Mono

by zigostia



Category: Sherlock (TV)
Genre: Ambiguous/Open Ending, Angst, M/M, Post-Reichenbach
Language: English
Status: Completed
Published: 2019-03-02
Updated: 2019-03-02
Packaged: 2019-11-07 22:19:12
Rating: Teen And Up Audiences
Warnings: No Archive Warnings Apply
Chapters: 1
Words: 2,740
Publisher: archiveofourown.org
Story URL: https://archiveofourown.org/works/17969102
Author URL: https://archiveofourown.org/users/zigostia/pseuds/zigostia
Summary: It wasn’t real, he told himself. He had to remember that it wasn’t real, or it would hurt too much in the morning.





	Mono

It was raining. Obviously, it was raining.

It had been a bright, sunny day—the most of a bright, sunny day London could be—when Sherlock fell.

It must have been a fluke, some out-of-the-blue occasion, because, in the eyes of John Watson, London had never been bright or sunny again. Not the day after, not the one after that. Not on the funeral that he didn’t attend, not on the day he abruptly packed up all his things and moved out of the flat because he couldn’t stand the deafening silence, and not on the day he moved back in after three days because he couldn’t stand it without.

Especially not after one year. Especially not today.

It had been like this all day, the foreboding signs of a storm gently brewing at the horizons. The sky was dully grey and devoid of colour, like everything else was these days.

It was the angry, sharp ash of gunpowder when he stumbled his way headfirst into a pub. The silence seemed louder, today, so thick he felt it in the cracks of his teeth and the curl of his tongue. Bitter, acrid; it tasted like pain, and he knocked his head back and kept his eyes shut until it dissolved in the burn of whiskey down his throat. When he opened his eyes and studied the liquid, it was strange: the warm amber of whiskey was familiar in his memories, but it was all gone, now, like the colour had seeped away bit by bit, a washed-out sepia photo in the sun.

It was dark when he stumbled out, a starless sky.

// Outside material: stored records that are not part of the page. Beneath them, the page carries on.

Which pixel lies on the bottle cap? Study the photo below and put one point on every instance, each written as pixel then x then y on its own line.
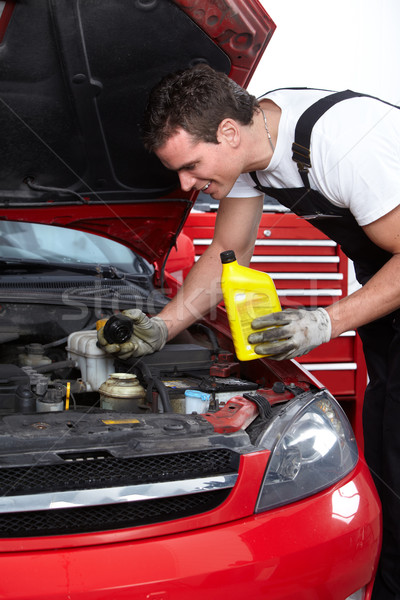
pixel 227 256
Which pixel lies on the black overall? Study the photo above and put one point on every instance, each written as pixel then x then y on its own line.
pixel 381 341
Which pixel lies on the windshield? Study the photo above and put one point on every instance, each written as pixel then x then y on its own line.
pixel 33 241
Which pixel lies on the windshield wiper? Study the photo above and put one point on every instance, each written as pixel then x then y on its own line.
pixel 19 265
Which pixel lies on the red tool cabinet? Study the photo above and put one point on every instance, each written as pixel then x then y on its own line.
pixel 308 269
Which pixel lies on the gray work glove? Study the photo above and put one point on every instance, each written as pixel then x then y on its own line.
pixel 149 335
pixel 293 332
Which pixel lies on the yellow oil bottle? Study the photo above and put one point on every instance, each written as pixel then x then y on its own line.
pixel 247 294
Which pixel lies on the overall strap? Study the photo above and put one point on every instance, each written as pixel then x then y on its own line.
pixel 302 136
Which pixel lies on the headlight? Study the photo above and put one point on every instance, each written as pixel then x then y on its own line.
pixel 312 447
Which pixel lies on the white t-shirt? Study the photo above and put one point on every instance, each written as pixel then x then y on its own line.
pixel 355 154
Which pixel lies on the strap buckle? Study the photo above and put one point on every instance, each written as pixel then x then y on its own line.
pixel 301 156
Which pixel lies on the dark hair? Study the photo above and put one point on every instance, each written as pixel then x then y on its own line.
pixel 196 100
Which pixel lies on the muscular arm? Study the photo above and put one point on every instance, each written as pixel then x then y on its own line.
pixel 235 229
pixel 381 295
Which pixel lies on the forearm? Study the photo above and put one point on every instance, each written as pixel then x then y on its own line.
pixel 377 298
pixel 199 294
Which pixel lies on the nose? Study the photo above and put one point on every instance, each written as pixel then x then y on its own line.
pixel 187 181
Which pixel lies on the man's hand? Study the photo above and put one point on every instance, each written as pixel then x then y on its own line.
pixel 148 336
pixel 292 332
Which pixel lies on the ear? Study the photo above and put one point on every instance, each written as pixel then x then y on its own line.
pixel 229 132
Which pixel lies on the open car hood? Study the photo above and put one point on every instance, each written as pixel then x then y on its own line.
pixel 74 81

The low roll of thunder rumbled in the backdrop, and the rain pricked like needles on his face. He stopped at a traffic light; looked up at the row of three. Grey, grey, grey.

He didn’t remember walking after that, only that, when he came to, he was on his knees. His hands were gripping cold, rough stone, wet from the rain, gripping desperately like it was a lifeline. The irony was fleeting as he came slowly to awareness and was greeted by the epitaph that marked the place Sherlock Holmes now lay.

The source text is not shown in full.